Thanks for the information. In our experience, most thermal throttling issues arise with external devices (and mostly with PCIe NVMe than with SATA), since internal ones usually have better cooling aids, including the complete computer enclosure. Think for instance on a MacBook or iMac aluminium body, actually working as giant heat sinks, besides the large volume and big fans inside.
I have been talking to some SSD manufacturers these days, and they say that they do not have released such large-capacity external portable SSD yet because of such thermal throttling problems. They are thinking on doing it with SATA disks first, which are less prone to thermal throttling than PCIe NVMe, and then with the latter, once they fix the thermal throttling problems, but they are not sure that they could do it. So, it seems that there is a real technological problem here.

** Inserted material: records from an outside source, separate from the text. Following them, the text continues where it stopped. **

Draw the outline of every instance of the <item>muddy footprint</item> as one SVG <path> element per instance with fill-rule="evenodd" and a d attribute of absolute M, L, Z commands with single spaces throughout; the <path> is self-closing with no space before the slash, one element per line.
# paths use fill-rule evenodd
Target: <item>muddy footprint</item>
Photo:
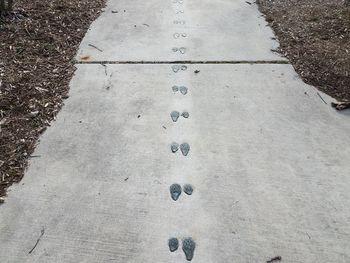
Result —
<path fill-rule="evenodd" d="M 179 248 L 179 240 L 175 237 L 172 237 L 168 240 L 168 246 L 170 252 L 174 252 Z"/>
<path fill-rule="evenodd" d="M 176 142 L 173 142 L 170 146 L 170 149 L 173 153 L 176 153 L 179 150 L 179 144 Z"/>
<path fill-rule="evenodd" d="M 179 87 L 178 86 L 172 86 L 172 90 L 173 90 L 173 92 L 178 92 L 179 91 Z"/>
<path fill-rule="evenodd" d="M 188 154 L 189 151 L 190 151 L 190 145 L 189 145 L 187 142 L 182 143 L 182 144 L 180 145 L 180 150 L 181 150 L 181 152 L 182 152 L 182 154 L 183 154 L 184 156 L 187 156 L 187 154 Z"/>
<path fill-rule="evenodd" d="M 193 193 L 193 187 L 190 184 L 185 184 L 183 187 L 184 193 L 187 195 L 191 195 Z"/>
<path fill-rule="evenodd" d="M 187 111 L 184 111 L 182 114 L 181 114 L 182 117 L 184 117 L 185 119 L 188 119 L 190 117 L 190 114 L 187 112 Z"/>
<path fill-rule="evenodd" d="M 178 111 L 172 111 L 170 113 L 170 117 L 171 119 L 173 120 L 173 122 L 177 122 L 177 120 L 179 119 L 180 117 L 180 113 Z"/>
<path fill-rule="evenodd" d="M 185 238 L 182 241 L 182 250 L 185 253 L 187 261 L 191 261 L 194 256 L 194 250 L 196 248 L 196 243 L 192 238 Z"/>
<path fill-rule="evenodd" d="M 186 88 L 185 86 L 181 86 L 181 87 L 179 88 L 179 90 L 180 90 L 180 92 L 181 92 L 182 95 L 186 95 L 186 94 L 187 94 L 187 88 Z"/>
<path fill-rule="evenodd" d="M 172 184 L 170 186 L 170 196 L 171 196 L 171 199 L 173 199 L 174 201 L 177 201 L 177 199 L 179 199 L 181 192 L 182 192 L 181 185 Z"/>

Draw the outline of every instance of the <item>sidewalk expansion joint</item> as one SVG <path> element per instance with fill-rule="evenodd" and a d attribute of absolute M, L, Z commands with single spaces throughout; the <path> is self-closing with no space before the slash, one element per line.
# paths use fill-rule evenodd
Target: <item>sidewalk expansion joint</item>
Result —
<path fill-rule="evenodd" d="M 75 61 L 75 64 L 289 64 L 288 60 Z"/>

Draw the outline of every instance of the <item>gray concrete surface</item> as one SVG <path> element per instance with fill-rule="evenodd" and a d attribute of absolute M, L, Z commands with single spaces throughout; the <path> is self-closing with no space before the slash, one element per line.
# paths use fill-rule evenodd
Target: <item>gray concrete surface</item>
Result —
<path fill-rule="evenodd" d="M 109 1 L 78 56 L 180 60 L 168 50 L 177 40 L 163 37 L 174 32 L 170 3 Z M 254 5 L 186 7 L 182 43 L 195 50 L 184 58 L 281 60 Z M 129 16 L 108 12 L 122 9 Z M 78 65 L 65 107 L 0 206 L 0 262 L 186 262 L 181 248 L 169 252 L 170 237 L 195 240 L 192 262 L 350 262 L 350 113 L 287 64 L 174 66 Z M 173 122 L 172 111 L 189 118 Z M 188 156 L 172 142 L 189 143 Z M 174 202 L 173 183 L 194 192 Z"/>
<path fill-rule="evenodd" d="M 349 113 L 290 65 L 80 65 L 71 85 L 0 207 L 0 262 L 185 262 L 171 236 L 192 262 L 350 261 Z"/>
<path fill-rule="evenodd" d="M 83 40 L 77 59 L 283 60 L 271 52 L 278 44 L 266 25 L 256 5 L 244 0 L 110 0 Z M 176 33 L 186 37 L 175 39 Z M 185 47 L 186 52 L 173 52 L 174 47 Z"/>

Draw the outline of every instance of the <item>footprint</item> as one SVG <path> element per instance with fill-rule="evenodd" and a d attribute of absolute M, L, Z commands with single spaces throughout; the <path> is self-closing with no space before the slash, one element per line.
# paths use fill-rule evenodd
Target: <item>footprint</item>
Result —
<path fill-rule="evenodd" d="M 181 87 L 179 88 L 179 90 L 180 90 L 180 92 L 181 92 L 182 95 L 186 95 L 186 94 L 187 94 L 187 88 L 186 88 L 185 86 L 181 86 Z"/>
<path fill-rule="evenodd" d="M 187 69 L 187 66 L 186 66 L 186 65 L 182 65 L 182 66 L 181 66 L 181 70 L 182 70 L 182 71 L 185 71 L 186 69 Z"/>
<path fill-rule="evenodd" d="M 185 238 L 182 241 L 182 250 L 185 253 L 187 261 L 191 261 L 194 255 L 194 249 L 196 248 L 196 243 L 192 238 Z"/>
<path fill-rule="evenodd" d="M 172 89 L 173 89 L 173 92 L 178 92 L 179 91 L 179 87 L 178 86 L 173 86 Z"/>
<path fill-rule="evenodd" d="M 173 199 L 174 201 L 176 201 L 177 199 L 179 199 L 180 195 L 181 195 L 181 186 L 179 184 L 172 184 L 170 186 L 170 196 L 171 199 Z"/>
<path fill-rule="evenodd" d="M 170 117 L 171 119 L 173 120 L 173 122 L 177 122 L 177 120 L 179 119 L 180 117 L 180 113 L 178 111 L 172 111 L 170 113 Z"/>
<path fill-rule="evenodd" d="M 173 66 L 171 66 L 171 68 L 173 69 L 173 71 L 175 73 L 178 72 L 181 69 L 181 67 L 179 65 L 173 65 Z"/>
<path fill-rule="evenodd" d="M 190 117 L 190 114 L 189 114 L 187 111 L 184 111 L 184 112 L 181 114 L 181 116 L 187 119 L 188 117 Z"/>
<path fill-rule="evenodd" d="M 178 49 L 177 47 L 173 47 L 171 50 L 172 50 L 173 52 L 179 51 L 179 49 Z"/>
<path fill-rule="evenodd" d="M 174 24 L 175 25 L 184 25 L 184 24 L 186 24 L 186 21 L 185 20 L 174 20 Z"/>
<path fill-rule="evenodd" d="M 173 142 L 173 143 L 171 144 L 170 148 L 171 148 L 171 151 L 172 151 L 173 153 L 176 153 L 176 152 L 179 150 L 179 144 L 176 143 L 176 142 Z"/>
<path fill-rule="evenodd" d="M 185 142 L 180 145 L 180 150 L 184 156 L 187 156 L 188 152 L 190 151 L 190 145 Z"/>
<path fill-rule="evenodd" d="M 185 194 L 191 195 L 193 193 L 193 187 L 190 184 L 185 184 L 183 189 Z"/>
<path fill-rule="evenodd" d="M 187 34 L 186 34 L 186 33 L 174 33 L 174 34 L 173 34 L 173 37 L 174 37 L 175 39 L 178 39 L 178 38 L 180 38 L 180 37 L 187 37 Z"/>
<path fill-rule="evenodd" d="M 172 237 L 168 240 L 170 252 L 174 252 L 179 248 L 179 240 L 175 237 Z"/>
<path fill-rule="evenodd" d="M 180 47 L 179 48 L 181 54 L 185 54 L 186 48 L 185 47 Z"/>

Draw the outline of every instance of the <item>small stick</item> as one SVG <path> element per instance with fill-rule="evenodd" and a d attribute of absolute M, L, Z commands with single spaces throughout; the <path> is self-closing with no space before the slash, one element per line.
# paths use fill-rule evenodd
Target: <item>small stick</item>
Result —
<path fill-rule="evenodd" d="M 92 45 L 92 44 L 88 44 L 88 46 L 93 47 L 93 48 L 96 48 L 98 51 L 103 52 L 102 49 L 99 49 L 98 47 L 96 47 L 96 46 L 94 46 L 94 45 Z"/>
<path fill-rule="evenodd" d="M 274 258 L 271 258 L 270 260 L 266 261 L 266 263 L 272 263 L 274 261 L 277 261 L 277 260 L 282 260 L 282 257 L 281 256 L 277 256 L 277 257 L 274 257 Z"/>
<path fill-rule="evenodd" d="M 324 104 L 327 104 L 327 102 L 321 97 L 320 93 L 317 92 L 317 95 L 321 98 L 321 100 L 324 102 Z"/>
<path fill-rule="evenodd" d="M 39 244 L 39 241 L 40 241 L 40 239 L 43 237 L 44 234 L 45 234 L 45 229 L 43 228 L 43 229 L 41 229 L 41 234 L 40 234 L 39 238 L 37 239 L 37 241 L 36 241 L 34 247 L 29 251 L 28 254 L 31 254 L 31 253 L 34 251 L 34 249 L 35 249 L 36 246 Z"/>

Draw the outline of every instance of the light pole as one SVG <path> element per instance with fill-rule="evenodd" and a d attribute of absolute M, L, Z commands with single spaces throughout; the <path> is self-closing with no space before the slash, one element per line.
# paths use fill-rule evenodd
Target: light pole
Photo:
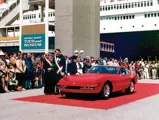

It gets extraordinarily hot. I had two occasions on which to clone my MacBook Pro’s 8TB SSD to the QTRM-Q. The first occasion resulted in the failure of the drive, whose case reached temperatures as high as 171F. I bought a second XTRM-Q – which, fortunately, seems to work just fine – however case temperatures during large transfers consistently reach ~160F.
Yes, those readings are accurate.
Real world transfers over Thunderbolt 3 max out in the 1900s MB/s, both read and write. For comparison, the 4TB XTRM max out around 2,500 MB/s read, 2,400 MB/s write.
DriveDx reports that the disk does not thermally throttle, and I have not found that transfer speeds are in any way related to heat…. aside from, of course, heat killing the controller. Or whatever happened with my first 8TB XTRM-Q.
The failed drive went back to Sabrent. The exchange was accompanied by an unasked-for and surprisingly generous goodwill gesture by Sabrent, and I asked that they let me know what they find with the failed drive.
We’ll see.
Hi Jay – How has your experience been with the replacement they sent you? Have you had any more problems? Did they ever tell you what happened to the first drive that made it fail?
are you sure there are no screws behind the rubber feet? Hard to imagine they would seal/weld it shut.
It is secured by a screw under the round branding badge which has been stuck there with adhesive.
hey are you sure there are no screws behind the rubber feet? So weird they would seal/weld it shut like that.